Is climate change the ‘kale smoothie’ of TV schedules?

Covering climate change today in a meaningful and engaging way is increasingly challenging, reveal TV producers, in a new report by the OU’s Professor Joe Smith. He reflects that covering climate change seems akin to a kale smoothie – something which can be unappealing yet somehow fashionable and essential.

Amid continuing news stories on the effects and debates about climate change, Professor Smith spoke to the people behind news and current affairs programmes to understand the role television plays.

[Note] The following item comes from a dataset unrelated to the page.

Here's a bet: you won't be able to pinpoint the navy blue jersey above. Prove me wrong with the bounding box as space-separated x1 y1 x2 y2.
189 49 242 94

With a focus on the specific demands and actions agreed at the Paris Agreement nearly 12 months ago – recently pulled into the spotlight by reported negative comments by US president-elect Donald Trump – the report shows the uphill battle producers face to creatively present the issues on the small screen.

The ‘awkward’ item

Professor Smith’s report reveals the task for programme makers of trying to entice broadcasters to cover a topic which on face value can appear ‘old news’ and which, pitted against more humanitarian news stories, can slip down the scheduling agenda as the ‘awkward’ item.

He says:

Climate change has a reputation for being the kale smoothie of the television schedules: unappealing but also a somehow fashionable and even essential element of the diet. Disguise it in a fancy glass? Drink it in one go and chase it down with something you actually like? Claim you want it, but not actually touch it when it’s presented to you.

Over the last year he talked to around 40 producers and media executives about the responsibilities, challenges and opportunities that climate change presents to them. He said:

They (TV producers) tend to very consistently signal that climate change is an important but also thoroughly ‘awkward’ topic for broadcasters. To paraphrase: ‘Everyone says we should make this stuff but no one except fanatics actually want to watch it’.

“The Paris Agreement on climate change, signed in December 2015, marked a major global commitment to totally decarbonise economies and societies within a few decades. And yet there is a widely shared sense among experts that the penny hasn’t really dropped. They feel that the public and politicians don’t really appreciate what is at stake if we are to reduce the risks of climate change, and limit the damage it is expected to cause.”

He adds: “TV remains one of the most influential and accessible ways that people make sense of change in the world, and receive and respond to new knowledge. Yet climate change is an issue that seems designed to be ignored. Because it is a global and long-term change that overlays a variety of specific local effects and timescales, climate change lacks the human angles and clear storylines that are so central to the majority of broadcast storytelling. Broadcasters also think that TV audiences are allergic to anything that could be construed as ‘preachy.’

“But the last year or so does throw up of examples of climate change themes being engagingly presented to very diverse audiences. And important lessons are being learned about what works and what doesn’t.

One approach is to find the right places to plant relevant storylines within existing programmes. Natural history, travel, adventure and landscape shows all draw good audiences, and often have opportunities to weave in appropriate reference to climate change.

“This can be seen in the BBC’s Countryfile and Springwatch, and Channel 4’s Grand Designs and Food Unwrapped. Simon Reeve’s travelogue/current affairs hybrids for BBC Two frequently feature climate change related issues but manage to keep the audience tuned in. A recent body of ‘living off grid’ shows, including Channel 4’s Eden, can prompt questions about consumption and lifestyle. Sky has offered a package of popular rainforest shows that have clearly referenced the topic.

“The right onscreen talent can make a big difference. Hence Hugh Fearnley Whittingstall’s Fish Fight (Channel 4) and Hugh’s War on Waste (BBC One) have taken a campaigning tone to raise environmental issues about consumption.  Most recently, Arctic Live (BBC Two) has demonstrated that live event television can have a real impact. It showed how one charismatic place, and its human and animal communities, seem already to be experiencing the consequences of climate change.

Time to take a risk?

“Nevertheless, TV coverage as a whole of this vital but tricky topic still feels like a ‘5 out of 10’ performance. And this huge and sprawling story isn’t about to go away. New ideas will be needed, and innovation requires risk taking. So I recommend that broadcasters should make a clear invitation for new ideas, and each of them should put budget and broadcast slots aside to this end. TV producers have to work in a buyers market because successful commissions are one in a hundred. So these signals would incentivise producers to develop and pitch proposals.

“But producers shouldn’t be the only people taking risks: climate researchers should risk wasting some of their time by advising TV producers on long-shot prospects. They should be patient supporters of concepts for new shows or approaches. And of course viewers should risk wasting some of their time by actually watching the shows , and take a little more time to tell the media what they think. Have programmes changed their thinking or actions? If not, what would make a difference?

I’m not sure it matters precisely how climate change is added to people’s TV diets. But the latest scientific research and the Paris Agreement mean that it really has become an essential ingredient.

“Governments all over the world will now have to report on their progress on climate change actions every five years. We already know that climate change policy objectives have been a massive stimulus for innovations in design and technology. If I report back again in five years’ time I hope that I will find that this tough but vital topic has also inspired some of the best innovations in television.”